Proprietary trading grew up fast — faster than a lot of the businesses inside it. So when Crystal Lok from OANDA pulled together a panel at iFX EXPO Dubai with Ron Strauss of Leverate, Anton Sokolov of Brokeree and me, the framing was deliberately unglamorous: not the hype, but what it takes to still be here in three years.

It Starts With Aligning Interests

For most of this industry’s short life, the model has been simple: a prop firm makes money by selling challenges, and payouts are treated as the cost of doing business. Read that back and the problem is obvious — if your traders win, you lose. That is a conflict of interest baked into the core of the business.

The next phase has to fix that. The firms I’d bet on are the ones rebuilding the model so the trader and the firm are on the same side — where a successful trader is an asset, not a liability. Ron put it well from the technology side: a prop firm can’t be based solely on selling challenges. You need a wider offering and a genuinely friendly environment, because every successful trader becomes one of your best ambassadors.

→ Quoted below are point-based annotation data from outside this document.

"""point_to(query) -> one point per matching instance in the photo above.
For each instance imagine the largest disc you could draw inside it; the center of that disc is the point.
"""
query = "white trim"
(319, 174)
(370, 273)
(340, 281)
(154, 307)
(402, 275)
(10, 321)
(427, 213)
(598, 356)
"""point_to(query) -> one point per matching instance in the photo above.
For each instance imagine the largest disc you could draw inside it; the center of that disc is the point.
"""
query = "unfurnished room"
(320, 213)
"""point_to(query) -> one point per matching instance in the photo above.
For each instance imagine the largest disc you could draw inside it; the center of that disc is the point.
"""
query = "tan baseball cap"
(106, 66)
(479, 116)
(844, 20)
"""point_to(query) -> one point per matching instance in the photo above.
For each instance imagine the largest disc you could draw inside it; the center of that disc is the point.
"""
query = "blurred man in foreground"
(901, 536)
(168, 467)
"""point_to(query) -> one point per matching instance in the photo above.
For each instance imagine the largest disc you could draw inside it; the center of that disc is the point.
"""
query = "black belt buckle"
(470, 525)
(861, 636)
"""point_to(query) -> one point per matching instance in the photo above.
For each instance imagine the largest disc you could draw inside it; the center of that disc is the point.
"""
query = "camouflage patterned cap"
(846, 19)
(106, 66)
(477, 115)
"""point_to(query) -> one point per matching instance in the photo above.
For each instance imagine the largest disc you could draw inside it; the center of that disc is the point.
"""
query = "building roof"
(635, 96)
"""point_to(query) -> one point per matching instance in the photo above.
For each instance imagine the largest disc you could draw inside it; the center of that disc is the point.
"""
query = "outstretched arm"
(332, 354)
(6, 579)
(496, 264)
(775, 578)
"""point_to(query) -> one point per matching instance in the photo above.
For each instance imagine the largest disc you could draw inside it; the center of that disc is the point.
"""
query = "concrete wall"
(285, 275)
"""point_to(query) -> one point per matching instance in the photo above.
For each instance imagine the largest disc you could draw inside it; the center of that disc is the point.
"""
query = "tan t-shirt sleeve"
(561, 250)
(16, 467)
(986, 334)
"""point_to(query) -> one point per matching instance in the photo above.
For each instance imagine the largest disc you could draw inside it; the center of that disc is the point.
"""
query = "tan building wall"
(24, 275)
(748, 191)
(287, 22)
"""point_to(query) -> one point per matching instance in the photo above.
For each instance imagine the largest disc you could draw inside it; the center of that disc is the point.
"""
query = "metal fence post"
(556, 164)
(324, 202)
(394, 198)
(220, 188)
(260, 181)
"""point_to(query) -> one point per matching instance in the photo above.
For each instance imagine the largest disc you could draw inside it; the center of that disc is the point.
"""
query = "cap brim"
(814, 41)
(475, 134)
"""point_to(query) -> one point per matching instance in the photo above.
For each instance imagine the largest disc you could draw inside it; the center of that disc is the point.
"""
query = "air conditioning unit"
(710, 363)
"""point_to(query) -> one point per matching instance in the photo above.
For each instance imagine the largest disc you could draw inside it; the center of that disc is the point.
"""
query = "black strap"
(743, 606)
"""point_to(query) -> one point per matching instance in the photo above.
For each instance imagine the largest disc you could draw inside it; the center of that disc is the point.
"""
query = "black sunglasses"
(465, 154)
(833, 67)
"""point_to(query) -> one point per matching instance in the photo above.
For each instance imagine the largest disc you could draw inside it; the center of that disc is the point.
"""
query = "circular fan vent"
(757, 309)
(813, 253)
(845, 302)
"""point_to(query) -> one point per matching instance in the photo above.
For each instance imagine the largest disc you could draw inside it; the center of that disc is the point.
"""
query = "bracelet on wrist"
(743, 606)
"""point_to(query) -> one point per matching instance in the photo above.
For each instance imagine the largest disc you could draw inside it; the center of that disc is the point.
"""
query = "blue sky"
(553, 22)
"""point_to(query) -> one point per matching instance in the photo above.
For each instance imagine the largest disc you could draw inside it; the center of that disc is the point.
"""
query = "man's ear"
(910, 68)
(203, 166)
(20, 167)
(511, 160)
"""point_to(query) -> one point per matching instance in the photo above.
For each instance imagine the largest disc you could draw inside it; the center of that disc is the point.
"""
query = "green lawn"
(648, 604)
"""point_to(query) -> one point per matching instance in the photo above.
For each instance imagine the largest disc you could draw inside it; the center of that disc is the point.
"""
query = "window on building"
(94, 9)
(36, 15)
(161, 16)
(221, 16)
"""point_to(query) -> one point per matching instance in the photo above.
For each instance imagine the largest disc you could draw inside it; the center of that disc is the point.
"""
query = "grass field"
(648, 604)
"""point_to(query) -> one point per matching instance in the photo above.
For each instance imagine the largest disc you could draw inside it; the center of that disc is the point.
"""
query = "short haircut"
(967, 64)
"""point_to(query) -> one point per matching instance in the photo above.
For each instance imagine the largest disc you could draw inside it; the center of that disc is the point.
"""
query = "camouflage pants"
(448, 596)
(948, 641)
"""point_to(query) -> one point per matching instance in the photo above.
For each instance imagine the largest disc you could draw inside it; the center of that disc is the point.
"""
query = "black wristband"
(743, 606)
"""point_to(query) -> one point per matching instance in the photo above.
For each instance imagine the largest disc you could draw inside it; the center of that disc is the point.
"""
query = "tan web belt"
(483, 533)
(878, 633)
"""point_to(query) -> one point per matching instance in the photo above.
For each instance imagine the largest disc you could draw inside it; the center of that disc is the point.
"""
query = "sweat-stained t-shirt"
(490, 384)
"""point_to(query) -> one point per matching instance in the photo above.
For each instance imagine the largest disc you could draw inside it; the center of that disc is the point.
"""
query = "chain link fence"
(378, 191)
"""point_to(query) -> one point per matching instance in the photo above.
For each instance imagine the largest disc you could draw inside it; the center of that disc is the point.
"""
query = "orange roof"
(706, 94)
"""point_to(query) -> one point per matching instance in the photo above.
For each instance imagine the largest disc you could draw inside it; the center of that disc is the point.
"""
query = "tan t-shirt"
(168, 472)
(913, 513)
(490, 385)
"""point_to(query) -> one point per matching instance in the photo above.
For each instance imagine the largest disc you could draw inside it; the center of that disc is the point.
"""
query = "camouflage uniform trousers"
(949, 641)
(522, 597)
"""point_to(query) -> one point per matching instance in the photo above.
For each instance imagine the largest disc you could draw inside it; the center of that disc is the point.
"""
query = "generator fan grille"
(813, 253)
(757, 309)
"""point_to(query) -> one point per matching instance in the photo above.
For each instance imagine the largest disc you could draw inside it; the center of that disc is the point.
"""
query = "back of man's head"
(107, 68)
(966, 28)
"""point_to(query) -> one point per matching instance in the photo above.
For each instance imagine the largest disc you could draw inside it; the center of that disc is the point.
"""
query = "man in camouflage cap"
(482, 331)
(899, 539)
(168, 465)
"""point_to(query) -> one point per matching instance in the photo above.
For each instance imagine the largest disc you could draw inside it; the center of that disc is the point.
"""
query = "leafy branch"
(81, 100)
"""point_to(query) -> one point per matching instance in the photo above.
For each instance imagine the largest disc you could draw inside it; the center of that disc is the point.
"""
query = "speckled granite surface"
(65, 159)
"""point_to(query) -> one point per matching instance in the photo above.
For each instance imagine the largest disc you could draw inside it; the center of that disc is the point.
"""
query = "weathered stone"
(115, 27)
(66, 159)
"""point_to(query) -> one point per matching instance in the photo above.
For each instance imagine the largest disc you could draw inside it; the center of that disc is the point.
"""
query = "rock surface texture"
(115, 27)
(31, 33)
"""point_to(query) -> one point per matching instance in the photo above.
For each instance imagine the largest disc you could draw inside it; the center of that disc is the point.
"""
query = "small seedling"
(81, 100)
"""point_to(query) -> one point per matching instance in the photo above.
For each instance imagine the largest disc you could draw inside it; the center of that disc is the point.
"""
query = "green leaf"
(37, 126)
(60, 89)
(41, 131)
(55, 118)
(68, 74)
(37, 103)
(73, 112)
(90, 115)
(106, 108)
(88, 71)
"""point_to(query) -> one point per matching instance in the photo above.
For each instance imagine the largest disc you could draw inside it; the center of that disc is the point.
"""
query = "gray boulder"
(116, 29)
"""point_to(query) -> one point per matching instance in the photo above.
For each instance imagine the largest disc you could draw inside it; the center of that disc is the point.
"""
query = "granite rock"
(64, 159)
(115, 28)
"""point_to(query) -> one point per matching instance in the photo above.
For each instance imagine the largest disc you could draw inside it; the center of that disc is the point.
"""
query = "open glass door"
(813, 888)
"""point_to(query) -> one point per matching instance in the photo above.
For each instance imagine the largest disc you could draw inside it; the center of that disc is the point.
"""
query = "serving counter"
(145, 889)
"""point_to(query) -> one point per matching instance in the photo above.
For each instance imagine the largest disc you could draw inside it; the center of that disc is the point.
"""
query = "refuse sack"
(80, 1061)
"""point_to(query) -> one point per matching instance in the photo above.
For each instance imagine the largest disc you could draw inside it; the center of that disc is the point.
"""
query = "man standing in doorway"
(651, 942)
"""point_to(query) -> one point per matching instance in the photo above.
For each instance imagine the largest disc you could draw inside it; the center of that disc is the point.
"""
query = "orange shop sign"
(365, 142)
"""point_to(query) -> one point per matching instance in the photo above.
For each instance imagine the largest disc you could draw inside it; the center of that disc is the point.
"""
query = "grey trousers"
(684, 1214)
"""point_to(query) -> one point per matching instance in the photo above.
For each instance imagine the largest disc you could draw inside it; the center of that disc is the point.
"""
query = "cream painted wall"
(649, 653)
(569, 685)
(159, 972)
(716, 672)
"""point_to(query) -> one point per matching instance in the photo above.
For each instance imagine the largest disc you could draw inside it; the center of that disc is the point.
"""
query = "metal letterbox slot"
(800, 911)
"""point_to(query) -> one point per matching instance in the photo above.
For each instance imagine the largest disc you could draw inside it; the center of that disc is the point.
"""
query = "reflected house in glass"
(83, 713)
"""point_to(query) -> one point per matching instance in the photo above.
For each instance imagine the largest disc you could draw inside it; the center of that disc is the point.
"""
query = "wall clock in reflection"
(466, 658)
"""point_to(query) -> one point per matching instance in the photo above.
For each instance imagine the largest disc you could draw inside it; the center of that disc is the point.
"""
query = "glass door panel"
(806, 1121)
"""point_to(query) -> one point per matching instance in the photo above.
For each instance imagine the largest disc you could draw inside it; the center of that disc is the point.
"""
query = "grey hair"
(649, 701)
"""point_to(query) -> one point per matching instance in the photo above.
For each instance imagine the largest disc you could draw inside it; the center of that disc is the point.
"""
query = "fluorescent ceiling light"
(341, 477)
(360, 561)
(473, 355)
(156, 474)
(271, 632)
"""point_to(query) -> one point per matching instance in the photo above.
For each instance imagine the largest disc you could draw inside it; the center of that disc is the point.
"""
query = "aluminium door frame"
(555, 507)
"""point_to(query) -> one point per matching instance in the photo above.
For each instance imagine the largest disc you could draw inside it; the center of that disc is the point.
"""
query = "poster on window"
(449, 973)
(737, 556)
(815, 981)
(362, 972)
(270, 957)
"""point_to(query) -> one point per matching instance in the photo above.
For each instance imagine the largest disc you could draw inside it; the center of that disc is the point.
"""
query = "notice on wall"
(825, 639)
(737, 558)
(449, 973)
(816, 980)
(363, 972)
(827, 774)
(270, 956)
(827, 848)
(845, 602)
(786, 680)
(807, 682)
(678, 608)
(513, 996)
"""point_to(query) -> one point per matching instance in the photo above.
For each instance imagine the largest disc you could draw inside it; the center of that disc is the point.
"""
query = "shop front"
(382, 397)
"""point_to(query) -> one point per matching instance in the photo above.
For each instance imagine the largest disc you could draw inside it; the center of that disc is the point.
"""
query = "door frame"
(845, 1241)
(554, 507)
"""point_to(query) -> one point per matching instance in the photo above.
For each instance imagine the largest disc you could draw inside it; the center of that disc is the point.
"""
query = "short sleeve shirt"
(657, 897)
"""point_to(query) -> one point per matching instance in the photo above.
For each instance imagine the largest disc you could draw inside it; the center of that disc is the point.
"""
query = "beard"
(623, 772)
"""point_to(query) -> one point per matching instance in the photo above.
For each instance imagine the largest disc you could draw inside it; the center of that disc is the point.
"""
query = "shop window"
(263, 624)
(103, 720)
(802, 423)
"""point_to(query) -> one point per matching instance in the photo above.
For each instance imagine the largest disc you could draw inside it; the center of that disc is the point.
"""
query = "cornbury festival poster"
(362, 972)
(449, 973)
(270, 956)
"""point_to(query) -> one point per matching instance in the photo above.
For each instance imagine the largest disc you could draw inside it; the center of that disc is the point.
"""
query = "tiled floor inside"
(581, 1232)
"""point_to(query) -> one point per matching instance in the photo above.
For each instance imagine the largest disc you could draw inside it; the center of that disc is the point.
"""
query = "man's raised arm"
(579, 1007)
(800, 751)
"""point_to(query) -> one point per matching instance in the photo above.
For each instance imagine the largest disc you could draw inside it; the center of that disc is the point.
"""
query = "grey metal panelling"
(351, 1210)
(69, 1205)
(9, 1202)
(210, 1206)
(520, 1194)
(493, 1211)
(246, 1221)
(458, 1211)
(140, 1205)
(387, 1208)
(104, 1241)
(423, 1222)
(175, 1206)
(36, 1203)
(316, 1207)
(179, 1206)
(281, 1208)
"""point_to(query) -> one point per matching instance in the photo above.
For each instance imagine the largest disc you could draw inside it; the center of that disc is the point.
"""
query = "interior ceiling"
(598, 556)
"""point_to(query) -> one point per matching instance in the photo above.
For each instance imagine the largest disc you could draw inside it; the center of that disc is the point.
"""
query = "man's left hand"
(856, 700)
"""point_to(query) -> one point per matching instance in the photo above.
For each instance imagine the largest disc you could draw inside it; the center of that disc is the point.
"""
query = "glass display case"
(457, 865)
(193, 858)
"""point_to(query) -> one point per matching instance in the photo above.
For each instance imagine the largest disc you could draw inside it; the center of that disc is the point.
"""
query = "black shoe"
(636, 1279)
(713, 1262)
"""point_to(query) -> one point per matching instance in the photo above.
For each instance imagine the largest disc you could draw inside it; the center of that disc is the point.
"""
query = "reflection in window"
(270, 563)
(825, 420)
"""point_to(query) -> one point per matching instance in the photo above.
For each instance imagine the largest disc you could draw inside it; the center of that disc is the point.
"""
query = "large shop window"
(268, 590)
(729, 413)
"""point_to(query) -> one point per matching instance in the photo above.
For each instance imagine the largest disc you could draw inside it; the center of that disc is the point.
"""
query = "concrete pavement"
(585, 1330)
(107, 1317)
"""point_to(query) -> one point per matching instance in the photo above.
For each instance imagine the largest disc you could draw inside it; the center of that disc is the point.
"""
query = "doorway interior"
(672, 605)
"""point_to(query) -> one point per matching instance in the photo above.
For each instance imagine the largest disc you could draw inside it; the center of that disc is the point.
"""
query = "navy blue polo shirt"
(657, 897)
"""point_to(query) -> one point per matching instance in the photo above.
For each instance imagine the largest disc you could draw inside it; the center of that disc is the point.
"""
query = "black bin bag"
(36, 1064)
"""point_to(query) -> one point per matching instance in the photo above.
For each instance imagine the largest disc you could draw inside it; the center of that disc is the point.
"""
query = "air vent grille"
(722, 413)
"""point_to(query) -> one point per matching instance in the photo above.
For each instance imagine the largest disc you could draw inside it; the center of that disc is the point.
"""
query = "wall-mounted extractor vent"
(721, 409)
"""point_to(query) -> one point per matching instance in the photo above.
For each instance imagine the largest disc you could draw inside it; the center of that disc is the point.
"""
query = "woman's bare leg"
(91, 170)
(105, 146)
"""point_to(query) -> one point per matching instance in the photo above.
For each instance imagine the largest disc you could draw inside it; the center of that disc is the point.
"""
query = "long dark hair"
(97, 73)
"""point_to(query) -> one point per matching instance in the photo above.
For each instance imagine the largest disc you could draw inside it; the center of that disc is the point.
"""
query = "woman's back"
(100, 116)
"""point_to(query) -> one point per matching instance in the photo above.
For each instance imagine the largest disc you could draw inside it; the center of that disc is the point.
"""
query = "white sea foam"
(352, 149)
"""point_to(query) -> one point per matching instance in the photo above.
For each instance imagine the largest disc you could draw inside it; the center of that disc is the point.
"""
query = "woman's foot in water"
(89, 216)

"As long as a prop firm only earns by selling challenges, every payout is a loss. The whole game in the next phase is aligning the trader’s success with the firm’s — so both win together."

Markus Sichler
Markus Sichler
Co-Founder

Beyond the “Brutal” Shake-out

Everyone calls the last two years brutal, and plenty of firms did close. But that isn’t the whole story. From where we sit as a B2B provider, the market is maturing rather than collapsing. The clients we onboard now want to build long-term businesses, not a six-month cash grab. Scams are going down. Buyers ask who is actually behind a firm.

A lot of that is healthy pressure from CFD brokers moving into prop. They arrive knowing risk management and liquidity — exactly the disciplines a marketing-led operator usually lacks — and they pull the whole standard upward. Prop trading has become a real alternative to a small brokerage account, and with that comes scrutiny, structure, and a much higher floor.

Why Firms Actually Fail

Anton made a point I keep coming back to: the technology is already good enough. Almost any setup you can imagine is achievable with what’s on the market today. So when roughly one in seven firms shut down, it usually isn’t a tech problem — it’s one of two gaps.

  • 01Brilliant at marketing and community, but no risk-management know-how — they onboard fast and then blow up.
  • 02Strong brokerage DNA and order-flow skills, but they don’t understand community, Discord, or why they should be on TikTok — so they never generate enough flow.

The lesson isn’t “buy more features.” It’s client-centricity: understand what your traders actually need, use the platform capabilities you already have, and get the risk discipline right.

Compete on Brand, Not Price

Too many firms offer almost exactly the same thing, which leaves price as the only lever — bigger coupon codes, cheaper challenges, a race to the bottom. That is the opposite of sustainable. If you don’t build a real brand and fill an actual gap in the market, you’re left competing on rules and price alone, and that is very hard to defend.

The Three Things That Matter

Asked to name what a prop firm should focus on, the panel kept circling the same short list:

01
Transparency
Be open with partners and clients about what you’re building. The brands that lasted are the transparent ones.
02
Agility
When a major platform stopped accepting prop firms, we shipped four to five new platform integrations in a couple of months. Traders want choice; you have to adapt fast.
03
Customer orientation
It’s a one-to-many relationship with a real community — not a registration. Listen, never default to a strict “no,” and earn the repeat purchase through fast payouts and good support.

On Regulation

We were asked whether regulation is coming. My honest answer: probably, but slowly, and likely regional first. Anton’s read is sharp — we may not get a single “prop license” soon, because the business doesn’t take deposits or process order flow the way a broker does. What arrives sooner is pressure on promotion: regulators want to avoid anything that looks like gamified gambling. Either way, running a tight, transparent ship now is how you stay ready.

KEY TAKEAWAY

The hype phase rewarded whoever could sell the most challenges. The next phase rewards firms that align with their traders, build a real brand, stay agile, and treat risk and transparency as features — not afterthoughts. That’s the business that’s still standing in three years.

About the Author
Markus Sichler
Co-Founder

Markus is a co-founder at Quant Technology Group, where he helps shape the technology, risk and infrastructure powering modern prop firms and brokers. He speaks regularly on where proprietary trading is heading and how operators build businesses that last.